COLOMBIA
CAMILO TORRES, EL SACERDOTE
QUE ABRAZÓ LA REVOLUCIÓN
UN SÍMBOLO DE FE Y REBELDÍA
En la historia convulsa de Colombia, pocos nombres despiertan tanta fascinación y debate como el de Camilo Torres Restrepo. Sacerdote católico, sociólogo y revolucionario, su vida fue un cruce inesperado entre el púlpito y la trinchera. Para unos, un mártir de la justicia social; para otros, un traidor a su vocación religiosa. Lo cierto es que su figura sigue siendo un referente en la memoria política y espiritual de América Latina.
DE LA ÉLITE BOGOTANA AL COMPROMISO SOCIAL
Torres provenía de una familia acomodada. Sin embargo, su formación en sociología en la Universidad Nacional y en Lovaina lo acercó a las realidades más crudas de la desigualdad. Fue pionero en la creación de la primera facultad de Sociología en América Latina, convencido de que el conocimiento debía estar al servicio de los más pobres.

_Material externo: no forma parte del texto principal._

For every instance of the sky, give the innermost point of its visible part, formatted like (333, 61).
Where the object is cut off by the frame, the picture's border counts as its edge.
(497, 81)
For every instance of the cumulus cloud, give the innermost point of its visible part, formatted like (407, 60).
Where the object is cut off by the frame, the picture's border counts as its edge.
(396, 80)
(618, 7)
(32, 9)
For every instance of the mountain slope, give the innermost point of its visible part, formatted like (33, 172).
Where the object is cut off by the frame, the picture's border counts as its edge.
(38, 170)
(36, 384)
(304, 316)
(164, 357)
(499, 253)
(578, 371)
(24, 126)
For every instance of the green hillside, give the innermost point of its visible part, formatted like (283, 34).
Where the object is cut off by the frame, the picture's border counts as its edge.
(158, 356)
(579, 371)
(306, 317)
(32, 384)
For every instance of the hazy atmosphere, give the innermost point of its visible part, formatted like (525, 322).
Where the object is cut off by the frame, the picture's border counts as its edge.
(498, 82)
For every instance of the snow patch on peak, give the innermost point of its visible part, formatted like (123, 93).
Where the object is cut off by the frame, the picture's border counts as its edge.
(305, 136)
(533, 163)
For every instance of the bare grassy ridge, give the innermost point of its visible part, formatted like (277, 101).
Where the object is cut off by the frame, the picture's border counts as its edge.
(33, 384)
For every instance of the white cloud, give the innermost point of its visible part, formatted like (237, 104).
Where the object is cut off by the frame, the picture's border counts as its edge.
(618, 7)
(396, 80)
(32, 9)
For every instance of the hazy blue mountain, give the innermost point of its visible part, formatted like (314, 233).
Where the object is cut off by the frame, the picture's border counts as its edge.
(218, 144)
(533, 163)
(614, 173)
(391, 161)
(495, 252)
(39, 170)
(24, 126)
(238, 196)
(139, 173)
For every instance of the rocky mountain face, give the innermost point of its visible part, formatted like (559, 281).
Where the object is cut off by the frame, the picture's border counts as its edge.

Ordenado sacerdote, se destacó por su cercanía con los sectores populares. Su mensaje era claro: “El deber de todo cristiano es ser revolucionario, y el deber de todo revolucionario es hacer la revolución”. Con esta frase, resumía su visión de un cristianismo inseparable de la lucha por la justicia.
EL SALTO A LA GUERRILLA
En 1965, decepcionado por la falta de apertura política y la represión estatal, Torres tomó una decisión radical: unirse al Ejército de Liberación Nacional (ELN). Apenas un año después, el 15 de febrero de 1966, murió en su primer combate, convirtiéndose en leyenda. Su cuerpo fue ocultado por las Fuerzas Armadas y permaneció desaparecido durante seis décadas, hasta que en 2026 sus restos fueron identificados en Santander.
UN LEGADO QUE TRASCIENDE
Camilo Torres es considerado precursor de la Teología de la Liberación, corriente que buscó vincular la fe cristiana con la lucha contra la pobreza y la opresión. Su figura ha sido reivindicada por movimientos sociales, académicos y religiosos que ven en él un puente entre espiritualidad y política.
Su historia plantea preguntas incómodas: ¿puede la fe justificar la violencia revolucionaria? ¿Es legítimo que un sacerdote abandone el altar por el fusil? Más allá de las respuestas, Torres encarna la tensión entre ideales y realidades en un continente marcado por la desigualdad.
UNA MEMORIA VIVA
Hoy, su nombre sigue apareciendo en murales, canciones y debates universitarios. La identificación de sus restos no solo cierra un capítulo de desaparición forzada, sino que reabre la discusión sobre el papel de la religión en los procesos de cambio social. Para la historia, Camilo Torres será siempre el cura guerrillero: un hombre que eligió vivir —y morir— en la frontera entre la fe y la revolución.